We need to be convinced, which means that we need to educate ourselves on what it is exactly that we find meaningful. It needs to be personal and the spectrum is quite wide. Do you believe in BDS, or are you more attuned to the disempowerment of large corporations that actively support Israel every single day of the week, every month, every year. If you aren’t clear on your objectives it is unlikely that you will stick with them. Consider it an assessment at the gym, or at a nutritionist’s office. What is your goal and how do you plan on achieving it. Which is why our usual judgmental selves need to be shelved for the sake of Palestine. How quick we are to have an opinion on how others express their activism, a futile activity which leads nowhere. Like most personal decisions, with time, once they become habits, one stops feeling obliged to share with others, because it’s no longer something you are actively working at, it comes naturally.

It is uncomfortable at first, but the power comes from the amount of time you are able to dedicate to research. We really are creatures of habit, so once you have identified your new coffee joint, your new face serum (because really almost everything is made by L’Oreal) this negativity and discomfort makes way for empowerment. As I personally walk past yet another conveniently located Starbucks at the mall (because let’s face it, they have the funds for a prime location) it isn’t even on my radar any longer. I know where I am headed, to the local joint around the corner, I have purpose and I have power in my penny. The most important thing is that the coffee tastes good because otherwise this is going to be a very short-term exercise.

This is where we need to get to, whether you want to financially and emotionally support a Palestinian orphan, 25,000 of which have been created in the last two months, or you choose BDS or any other form of activism this is your prerogative. You just need to be consistent to affect real change, and this consistency can only come from a sense of empowerment.

So what fuels this empowerment?

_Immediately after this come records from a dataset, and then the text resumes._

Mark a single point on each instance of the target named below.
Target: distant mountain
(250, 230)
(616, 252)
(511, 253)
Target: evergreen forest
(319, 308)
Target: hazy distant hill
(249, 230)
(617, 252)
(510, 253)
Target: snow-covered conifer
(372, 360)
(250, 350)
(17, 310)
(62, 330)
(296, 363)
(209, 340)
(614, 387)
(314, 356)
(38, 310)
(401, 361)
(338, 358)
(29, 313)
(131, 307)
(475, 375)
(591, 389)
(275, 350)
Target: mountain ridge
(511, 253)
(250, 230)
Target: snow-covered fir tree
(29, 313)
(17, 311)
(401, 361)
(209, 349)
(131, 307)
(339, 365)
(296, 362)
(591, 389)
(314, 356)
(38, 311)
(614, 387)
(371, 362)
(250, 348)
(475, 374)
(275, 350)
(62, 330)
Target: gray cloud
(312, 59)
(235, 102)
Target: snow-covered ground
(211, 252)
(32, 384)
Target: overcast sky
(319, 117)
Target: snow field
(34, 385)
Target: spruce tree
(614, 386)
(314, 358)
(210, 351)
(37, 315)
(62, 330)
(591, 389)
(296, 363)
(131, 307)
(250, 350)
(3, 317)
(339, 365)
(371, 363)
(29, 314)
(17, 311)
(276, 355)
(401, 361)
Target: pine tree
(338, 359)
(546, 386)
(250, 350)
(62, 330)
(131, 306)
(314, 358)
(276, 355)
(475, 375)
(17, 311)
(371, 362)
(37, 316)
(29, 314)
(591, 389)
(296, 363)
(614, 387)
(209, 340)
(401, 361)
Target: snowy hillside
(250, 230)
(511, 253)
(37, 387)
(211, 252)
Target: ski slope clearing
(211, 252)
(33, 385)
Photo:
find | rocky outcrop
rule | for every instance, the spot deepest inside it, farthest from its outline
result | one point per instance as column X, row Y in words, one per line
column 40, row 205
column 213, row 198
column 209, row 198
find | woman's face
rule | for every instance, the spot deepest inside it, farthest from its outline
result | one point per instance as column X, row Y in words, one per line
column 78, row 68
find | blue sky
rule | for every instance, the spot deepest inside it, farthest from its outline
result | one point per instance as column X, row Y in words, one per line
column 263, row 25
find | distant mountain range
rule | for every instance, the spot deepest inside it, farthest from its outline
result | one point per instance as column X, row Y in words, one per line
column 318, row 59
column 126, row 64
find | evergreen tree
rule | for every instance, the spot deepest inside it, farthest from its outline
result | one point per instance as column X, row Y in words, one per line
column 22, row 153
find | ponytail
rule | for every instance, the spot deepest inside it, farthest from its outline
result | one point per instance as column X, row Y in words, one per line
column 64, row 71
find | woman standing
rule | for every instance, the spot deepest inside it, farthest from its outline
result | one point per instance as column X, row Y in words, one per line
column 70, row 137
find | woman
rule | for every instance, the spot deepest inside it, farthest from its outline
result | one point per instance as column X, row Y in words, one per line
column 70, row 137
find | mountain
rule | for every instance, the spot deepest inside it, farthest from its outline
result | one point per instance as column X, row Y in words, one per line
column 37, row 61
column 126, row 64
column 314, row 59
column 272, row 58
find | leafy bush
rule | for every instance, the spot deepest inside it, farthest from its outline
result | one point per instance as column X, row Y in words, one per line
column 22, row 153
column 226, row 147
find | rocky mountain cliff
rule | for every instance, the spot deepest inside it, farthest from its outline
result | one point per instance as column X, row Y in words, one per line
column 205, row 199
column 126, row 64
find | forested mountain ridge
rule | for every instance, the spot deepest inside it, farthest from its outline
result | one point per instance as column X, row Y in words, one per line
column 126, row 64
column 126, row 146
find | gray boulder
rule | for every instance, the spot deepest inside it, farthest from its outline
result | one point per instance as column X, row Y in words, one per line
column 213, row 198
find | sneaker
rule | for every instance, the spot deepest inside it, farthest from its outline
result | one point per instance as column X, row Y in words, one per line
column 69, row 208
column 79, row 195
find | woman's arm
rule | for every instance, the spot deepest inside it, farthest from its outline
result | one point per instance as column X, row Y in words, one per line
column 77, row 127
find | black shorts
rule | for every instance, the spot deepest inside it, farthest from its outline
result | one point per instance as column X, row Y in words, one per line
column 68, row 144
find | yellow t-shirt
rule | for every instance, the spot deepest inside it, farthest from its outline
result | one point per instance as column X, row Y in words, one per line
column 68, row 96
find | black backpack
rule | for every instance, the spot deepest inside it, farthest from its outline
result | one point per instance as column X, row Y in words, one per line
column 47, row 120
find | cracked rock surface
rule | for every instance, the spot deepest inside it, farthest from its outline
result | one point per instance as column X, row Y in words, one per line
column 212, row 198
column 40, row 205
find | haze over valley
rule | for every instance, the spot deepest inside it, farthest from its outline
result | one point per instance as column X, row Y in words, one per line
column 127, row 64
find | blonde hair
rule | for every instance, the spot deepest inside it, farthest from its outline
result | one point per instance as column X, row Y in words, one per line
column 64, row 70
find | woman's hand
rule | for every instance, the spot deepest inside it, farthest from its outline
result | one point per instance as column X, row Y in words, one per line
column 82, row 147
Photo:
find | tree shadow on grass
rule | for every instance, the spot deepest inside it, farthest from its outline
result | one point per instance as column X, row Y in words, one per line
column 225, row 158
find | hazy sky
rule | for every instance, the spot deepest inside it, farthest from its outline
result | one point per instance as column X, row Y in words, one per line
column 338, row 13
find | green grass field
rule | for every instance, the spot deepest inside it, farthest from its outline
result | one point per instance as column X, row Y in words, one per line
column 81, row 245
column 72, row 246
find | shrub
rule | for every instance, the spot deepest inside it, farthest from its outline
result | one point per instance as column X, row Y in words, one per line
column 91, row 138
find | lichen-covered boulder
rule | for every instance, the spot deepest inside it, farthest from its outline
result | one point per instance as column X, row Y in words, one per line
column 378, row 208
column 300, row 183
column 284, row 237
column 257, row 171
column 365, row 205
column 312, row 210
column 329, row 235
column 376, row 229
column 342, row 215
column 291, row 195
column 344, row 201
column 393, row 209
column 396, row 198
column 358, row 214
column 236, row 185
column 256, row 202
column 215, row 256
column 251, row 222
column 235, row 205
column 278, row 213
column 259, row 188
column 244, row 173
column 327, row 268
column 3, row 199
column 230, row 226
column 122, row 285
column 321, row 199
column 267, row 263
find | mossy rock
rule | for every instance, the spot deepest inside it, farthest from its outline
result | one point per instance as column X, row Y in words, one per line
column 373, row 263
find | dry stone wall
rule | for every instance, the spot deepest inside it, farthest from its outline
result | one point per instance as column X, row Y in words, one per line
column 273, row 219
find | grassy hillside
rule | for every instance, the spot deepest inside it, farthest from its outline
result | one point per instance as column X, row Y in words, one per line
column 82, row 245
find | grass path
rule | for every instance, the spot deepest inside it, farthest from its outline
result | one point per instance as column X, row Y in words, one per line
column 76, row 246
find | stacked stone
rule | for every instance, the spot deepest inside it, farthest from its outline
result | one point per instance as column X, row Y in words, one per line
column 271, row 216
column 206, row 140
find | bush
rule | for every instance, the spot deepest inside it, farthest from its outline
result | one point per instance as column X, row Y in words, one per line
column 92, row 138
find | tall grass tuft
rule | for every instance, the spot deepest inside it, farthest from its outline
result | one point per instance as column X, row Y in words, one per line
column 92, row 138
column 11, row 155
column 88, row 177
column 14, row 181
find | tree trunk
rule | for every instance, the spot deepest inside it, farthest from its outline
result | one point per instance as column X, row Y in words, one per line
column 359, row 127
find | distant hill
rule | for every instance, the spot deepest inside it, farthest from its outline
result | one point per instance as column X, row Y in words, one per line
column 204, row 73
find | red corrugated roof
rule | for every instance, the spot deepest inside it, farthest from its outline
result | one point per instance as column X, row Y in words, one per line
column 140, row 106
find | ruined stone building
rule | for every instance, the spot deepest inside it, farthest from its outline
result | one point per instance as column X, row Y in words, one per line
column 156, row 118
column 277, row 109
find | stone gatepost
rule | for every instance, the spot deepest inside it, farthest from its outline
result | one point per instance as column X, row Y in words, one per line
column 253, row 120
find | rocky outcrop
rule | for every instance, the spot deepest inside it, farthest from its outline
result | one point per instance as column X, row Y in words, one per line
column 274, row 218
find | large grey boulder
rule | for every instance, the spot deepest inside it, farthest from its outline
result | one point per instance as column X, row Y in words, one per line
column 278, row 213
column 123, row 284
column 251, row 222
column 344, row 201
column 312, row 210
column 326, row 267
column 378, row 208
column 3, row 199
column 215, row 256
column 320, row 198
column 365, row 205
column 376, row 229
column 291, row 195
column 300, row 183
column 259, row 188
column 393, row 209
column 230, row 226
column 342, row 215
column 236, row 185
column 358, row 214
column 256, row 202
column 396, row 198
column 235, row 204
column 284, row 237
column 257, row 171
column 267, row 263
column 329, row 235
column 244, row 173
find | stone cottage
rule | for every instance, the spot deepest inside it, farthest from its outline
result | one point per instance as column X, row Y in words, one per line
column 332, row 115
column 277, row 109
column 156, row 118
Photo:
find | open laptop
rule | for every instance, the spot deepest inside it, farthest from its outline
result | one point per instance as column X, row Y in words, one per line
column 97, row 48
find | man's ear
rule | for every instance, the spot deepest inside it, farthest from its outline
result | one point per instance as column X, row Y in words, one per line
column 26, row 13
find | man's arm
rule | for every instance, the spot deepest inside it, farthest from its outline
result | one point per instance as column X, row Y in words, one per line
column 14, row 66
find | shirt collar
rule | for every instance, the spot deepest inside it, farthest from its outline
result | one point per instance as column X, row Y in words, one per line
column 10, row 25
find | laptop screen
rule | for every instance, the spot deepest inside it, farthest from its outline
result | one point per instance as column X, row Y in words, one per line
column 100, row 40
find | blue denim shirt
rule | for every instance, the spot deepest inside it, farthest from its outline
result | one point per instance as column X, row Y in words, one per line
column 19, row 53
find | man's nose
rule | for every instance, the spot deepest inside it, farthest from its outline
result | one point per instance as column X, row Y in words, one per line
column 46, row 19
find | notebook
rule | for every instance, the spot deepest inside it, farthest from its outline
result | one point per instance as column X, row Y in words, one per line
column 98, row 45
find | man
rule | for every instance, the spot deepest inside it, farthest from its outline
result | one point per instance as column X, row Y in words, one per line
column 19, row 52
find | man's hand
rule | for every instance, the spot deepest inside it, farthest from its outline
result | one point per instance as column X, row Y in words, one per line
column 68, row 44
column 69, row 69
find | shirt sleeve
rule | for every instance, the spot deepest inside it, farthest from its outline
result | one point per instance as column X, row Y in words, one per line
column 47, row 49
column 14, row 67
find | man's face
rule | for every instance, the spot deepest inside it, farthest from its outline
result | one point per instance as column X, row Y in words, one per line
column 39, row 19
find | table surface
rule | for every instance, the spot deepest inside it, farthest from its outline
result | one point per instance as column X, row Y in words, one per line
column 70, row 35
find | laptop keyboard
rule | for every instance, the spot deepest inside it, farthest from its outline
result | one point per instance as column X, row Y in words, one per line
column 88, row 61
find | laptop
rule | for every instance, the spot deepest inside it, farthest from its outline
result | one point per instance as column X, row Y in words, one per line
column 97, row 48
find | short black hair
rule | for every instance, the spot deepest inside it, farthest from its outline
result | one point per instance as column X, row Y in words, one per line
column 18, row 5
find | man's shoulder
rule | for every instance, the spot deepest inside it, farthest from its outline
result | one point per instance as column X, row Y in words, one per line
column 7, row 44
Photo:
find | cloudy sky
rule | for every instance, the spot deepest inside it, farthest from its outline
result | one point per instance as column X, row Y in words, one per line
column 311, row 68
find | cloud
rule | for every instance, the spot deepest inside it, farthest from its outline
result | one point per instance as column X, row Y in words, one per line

Injustice unfortunately, the events of the past two months have been apocalyptical, which is originally a Greek term meaning, ‘revelation of the true state of things,’ a topic my dear friend Sahar Aloul broached in her penned open letter to the international community titled, ‘The Masks are Off’. Add to that the Hannibal Directive of the IOF, which is essentially a free for all. You see Israeli soldiers delighting in the destruction and death of my Palestinian people and it all makes terrible sense, to these people we are sub-human and it is this revelation that will fuel our actions.

I have mentioned the butterfly effect once before, a theory highlighted to me by my dear colleague Alaa. How small actions call effectively create big change, and I believe that this is the way forward. As Queen Rania of Jordan posted a few days ago, every small action helps. And that is ultimately what it is about, small, consistent, sustainable actions, every day of the year. As many before me have said, what next after the war, and to me there is only one way, give power to your penny, get comfortable in the discomfort of economic activism and with God’s speed we shall effect real change for our people of Palestine.